As a consultant, I usually end up on a network that my computer is not a domain member of. Generally I am provided with a logon and sometimes a remote desktop session. Sometimes not. That's a problem when you need to run a program that uses integrated Windows authentication, but you need to do it as a user on the client's Active Directory environment. Specifically I am referring to SQL Server Management Studio, but really this applies to any piece of management software. Naturally, you would think to use runas, but that won't work if your local computer doesn't know about the domain and user. There is a solution though, and it doesn't require any black magic.

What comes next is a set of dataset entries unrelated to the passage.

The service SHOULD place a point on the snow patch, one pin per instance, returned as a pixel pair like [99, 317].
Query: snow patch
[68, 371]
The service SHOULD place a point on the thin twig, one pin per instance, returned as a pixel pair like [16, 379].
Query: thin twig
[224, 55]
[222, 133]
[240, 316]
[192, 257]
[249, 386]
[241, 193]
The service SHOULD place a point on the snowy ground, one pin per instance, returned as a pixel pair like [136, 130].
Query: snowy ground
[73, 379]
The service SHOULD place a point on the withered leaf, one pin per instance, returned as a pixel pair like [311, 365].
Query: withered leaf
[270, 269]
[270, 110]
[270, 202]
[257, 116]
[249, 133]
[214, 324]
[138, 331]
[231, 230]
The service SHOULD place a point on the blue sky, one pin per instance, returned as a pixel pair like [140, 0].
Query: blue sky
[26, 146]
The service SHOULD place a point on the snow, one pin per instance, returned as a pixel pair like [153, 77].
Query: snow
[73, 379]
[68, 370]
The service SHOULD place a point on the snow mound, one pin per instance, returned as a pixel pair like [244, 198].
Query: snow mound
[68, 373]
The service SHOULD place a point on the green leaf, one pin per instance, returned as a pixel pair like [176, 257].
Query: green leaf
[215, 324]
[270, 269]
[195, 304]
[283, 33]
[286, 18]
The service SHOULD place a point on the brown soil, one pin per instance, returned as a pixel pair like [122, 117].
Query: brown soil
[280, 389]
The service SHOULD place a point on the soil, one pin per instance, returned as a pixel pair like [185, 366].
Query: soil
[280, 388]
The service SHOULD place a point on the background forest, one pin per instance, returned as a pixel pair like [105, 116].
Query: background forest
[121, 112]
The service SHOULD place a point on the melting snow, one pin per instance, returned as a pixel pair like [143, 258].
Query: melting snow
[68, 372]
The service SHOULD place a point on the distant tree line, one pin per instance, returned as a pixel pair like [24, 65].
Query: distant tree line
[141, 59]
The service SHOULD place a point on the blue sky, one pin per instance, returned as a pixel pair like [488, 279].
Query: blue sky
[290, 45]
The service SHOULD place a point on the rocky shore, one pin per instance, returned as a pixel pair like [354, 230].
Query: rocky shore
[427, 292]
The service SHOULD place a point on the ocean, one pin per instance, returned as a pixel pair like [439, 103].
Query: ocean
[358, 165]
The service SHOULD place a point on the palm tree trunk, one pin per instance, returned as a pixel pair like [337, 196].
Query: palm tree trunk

The runas command has a lot of available options. If you run runas with a /? it will give you a full list. Among those options is netonly. Netonly does not attempt to verify the credentials submitted by the runas command. Instead it launches the command as the current users, but then submits the credentials to any Windows Integrated authentication. If you run this command:
runas /netonly /user:domain\myusername notepad
You will be prompted for a password. Then the application immediately launches. Looking in Task Manager, the notepad.exe process is being run as your local user account. If you used this to launch SQL Server Management Studio, however, you would be able to connect to a remote instance of a database engine using whatever domain credentials you want.
I've set up a series of batch files in a folder for my commonly used applications that require this sort of setup. Then I only need to enter the relevant username and password.